Restrictive Enough: As the Consumer Price Index continues to disappoint, central bankers are increasingly concerned about whether monetary policy is sufficiently tight.

  • Minneapolis Fed President Neel Kashkari weighed in on the current state of monetary policy in a Wednesday note. While acknowledging current policy is stricter than it was prior to the pandemic, Kashkari pointed to a robust housing market as evidence that more action might be necessary to get inflation back to its 2% target. This aligns with recent comments from Fed Governor Michelle Bowman. Over the weekend, she expressed concern that rising immigration might be putting upward pressure on shelter price inflation, as supply struggles to keep pace with demand.
  • Anxiety about tightening credit conditions is emerging despite a seemingly easier residential mortgage market. The latest Senior Loan Officer Opinion Survey (SLOOS) shows banks are indeed tightening lending standards for commercial real estate and consumer loans. However, for residential mortgages (excluding subprime), the survey indicates a slight easing in the previous quarter. This divergence suggests the Fed’s policy may not be having a consistent impact across all loan sectors. It’s important to note, though, that despite this easing of financial conditions, demand for home purchase loans remains well below pre-pandemic levels.
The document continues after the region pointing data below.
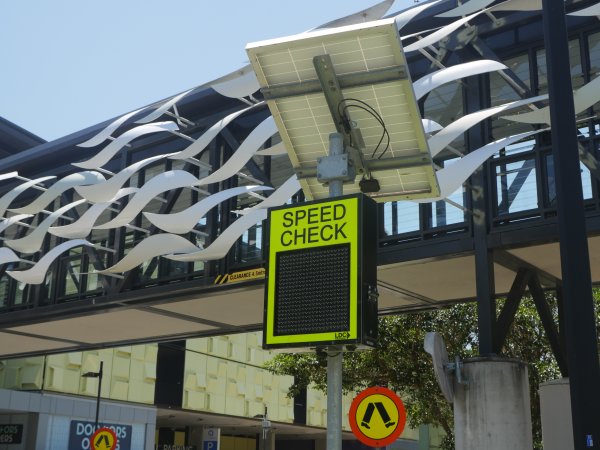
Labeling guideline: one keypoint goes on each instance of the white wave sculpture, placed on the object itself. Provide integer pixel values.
(440, 77)
(583, 98)
(106, 190)
(219, 248)
(103, 156)
(245, 151)
(439, 34)
(62, 185)
(164, 107)
(34, 240)
(83, 226)
(445, 136)
(593, 10)
(8, 256)
(208, 135)
(37, 273)
(5, 223)
(279, 197)
(184, 221)
(466, 8)
(155, 245)
(452, 177)
(8, 198)
(409, 14)
(173, 179)
(103, 135)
  • The Federal Open Market Committee (FOMC) minutes, due to be released in two weeks, could provide key insights into the ongoing debate regarding the Fed’s monetary policy stance. During the press conference following the recent decision to hold rates steady, Fed Chair Powell remained tight-lipped when questioned about the possibility of another hike. The minutes from this past meeting may reveal whether any committee members advocated for a rate increase. This, if confirmed, could significantly alter interest rate expectations, especially if the upcoming April CPI data continues the trend of high inflation as seen in the past three months.

Berlin’s Shift: Germany aims to build a closer relationship with the US as it increasingly views China as a threat to its interests.

  • Germany’s economic slowdown has been heavily influenced by its exposure to China, and this fact could play a major role in its shift towards the US. A change could offer long-term advantages for German companies. A potential turn inward by China might prioritize domestic firms at foreigners’ expense. At the same time, the US, with its strong dollar and commitment to open markets, could favor allies like Germany. However, the transition will likely be slow. German firms, especially carmakers with deep ties to China, will likely lobby their government to manage the deteriorating relationship and mitigate potential disruptions.

In Other News: The Bank of England signaled a potential rate cut in June following its policy meeting. This could be a sign that it believes inflation is under control and will likely lead to further weakness in the pound (GBP). Separately, President Joe Biden warned Israel that the US would halt arms sales if it invades Rafah, in a sign of growing friction between his administration and Israel. Political tensions are also on the rise in Germany, with a recent attack on a former German mayor.